- Born: 5 June 1928 Auchterarder, Scotland
- Died: 21 December 1968 (aged 40) England
- Occupation: Writer
- Years active: 1945–1968

= James Kennaway =

Scottish novelist and screenwriter (1928–1968)

James Peebles Ewing Kennaway (5 June 1928 – 21 December 1968) was a Scottish novelist and screenwriter. He was born in Auchterarder in Perthshire and attended Glenalmond College.

==Biography==
Born to a middle class family in Auchterarder, his father was a lawyer who died when Kennaway was 12 years old. His mother was a doctor. He attended Cargilfield Preparatory School in Edinburgh from the age of 8. He was later head boy. He then attended Glenalmond College. At the age of 18, Kennaway was called up for two years of National Service, initially serving with his father's World War I regiment, the Black Watch, and then with the Queen's Own Cameron Highlanders. He was commissioned into the 1st Battalion of the Gordon Highlanders.

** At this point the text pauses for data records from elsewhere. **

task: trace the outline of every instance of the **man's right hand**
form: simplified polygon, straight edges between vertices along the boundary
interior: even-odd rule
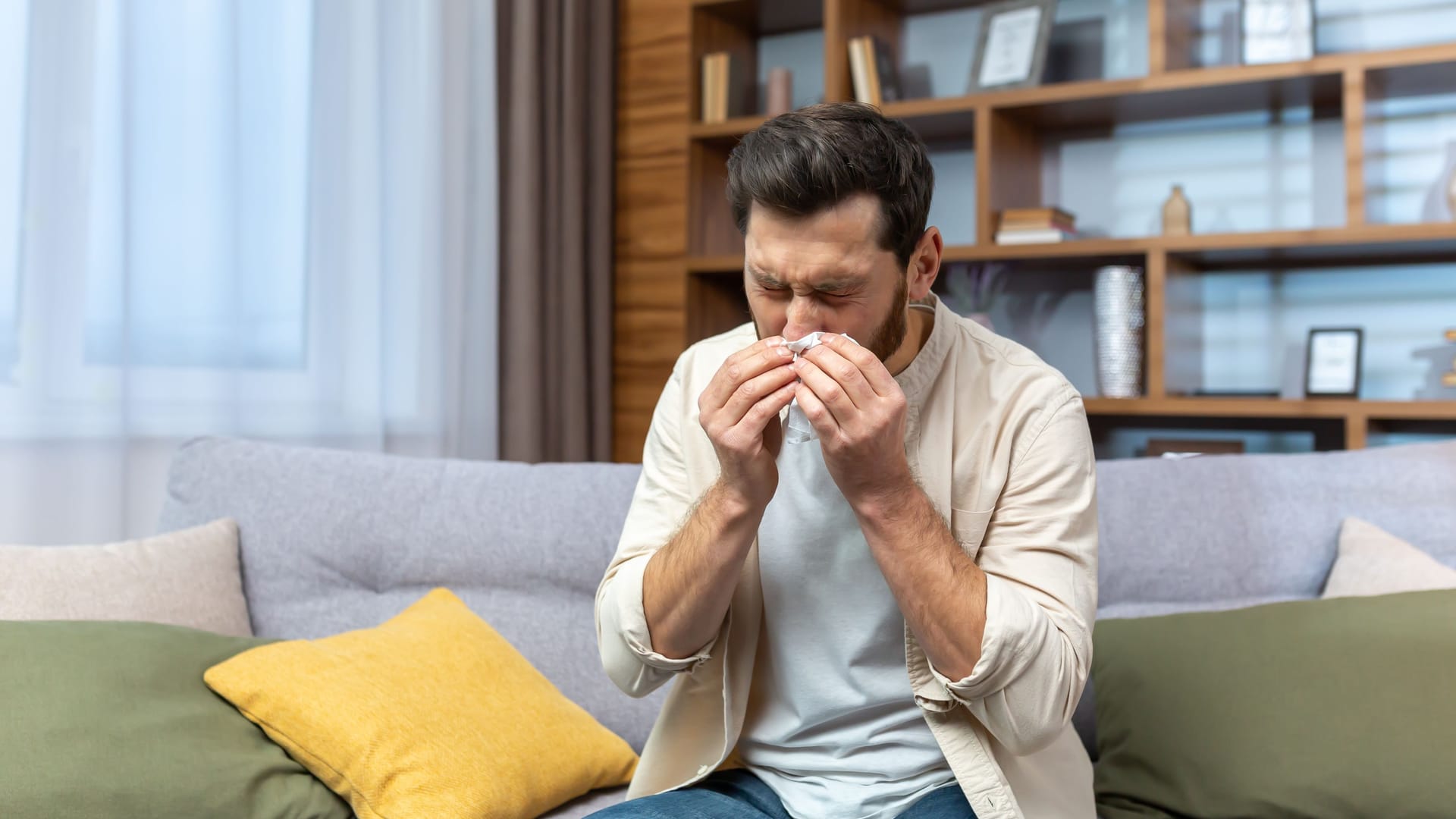
[[[748,509],[769,506],[779,488],[779,411],[794,401],[794,354],[770,337],[732,356],[697,398],[699,423],[718,452],[719,484]]]

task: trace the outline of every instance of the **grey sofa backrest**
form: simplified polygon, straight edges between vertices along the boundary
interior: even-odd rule
[[[593,599],[639,468],[412,459],[198,439],[159,530],[237,519],[253,628],[325,637],[453,589],[638,751],[645,700],[601,670]],[[1099,616],[1312,597],[1358,516],[1456,567],[1456,442],[1098,463]],[[1076,724],[1093,743],[1092,691]]]
[[[1456,442],[1098,463],[1099,616],[1319,595],[1363,517],[1456,565]]]
[[[593,624],[639,471],[197,439],[173,458],[159,530],[234,517],[253,630],[268,637],[379,625],[446,586],[641,751],[667,688],[617,691]]]

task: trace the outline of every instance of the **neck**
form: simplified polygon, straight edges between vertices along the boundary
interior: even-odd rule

After National Service, James attended Trinity College, Oxford to study Politics, Philosophy and Economics (1948). There he met his future wife, Susan Edmonds and married her in 1951. Their son is the author Guy Kennaway and his daughter was the frontwoman for the pop band Jane Kennaway & Strange Behaviour who had a minor hit with 'IOU' in 1981.

==Career==
His best known novel was his first, Tunes of Glory (1956), which was turned into a well-known film of the same name starring Alec Guinness and John Mills. Kennaway also wrote the screenplay. It was a realistic work, set in the army just after the Second World War, and drawing to some extent on Kennaway's own experiences. This was not typical of his later output, some of which was more experimental in nature.

His other works were the short story "The Dollar Bottom in Lilliput" filmed in 1981 as The Dollar Bottom winning an Academy Award. He wrote the novels Household Ghosts (1961) adapted as a feature film entitled Country Dance (1970), The Mindbenders (1963) based on his screenplay of the film of the same name, The Bells of Shoreditch (1963), Some Gorgeous Accident (1967), The Cost of Living like This (1969) and Silence (1972) – the final two works were posthumous.

A stage adaptation of Some Gorgeous Accident was presented at the Assembly Rooms as part of the Edinburgh Festival Fringe in August 2010.

He was also a successful screenwriter. His films include Violent Playground (1958), Tunes of Glory (1960), The Mind Benders (1963) and Battle of Britain (1969).

Kennaway died of a heart attack while driving home to Lechlade, Gloucestershire from London at the age of 40.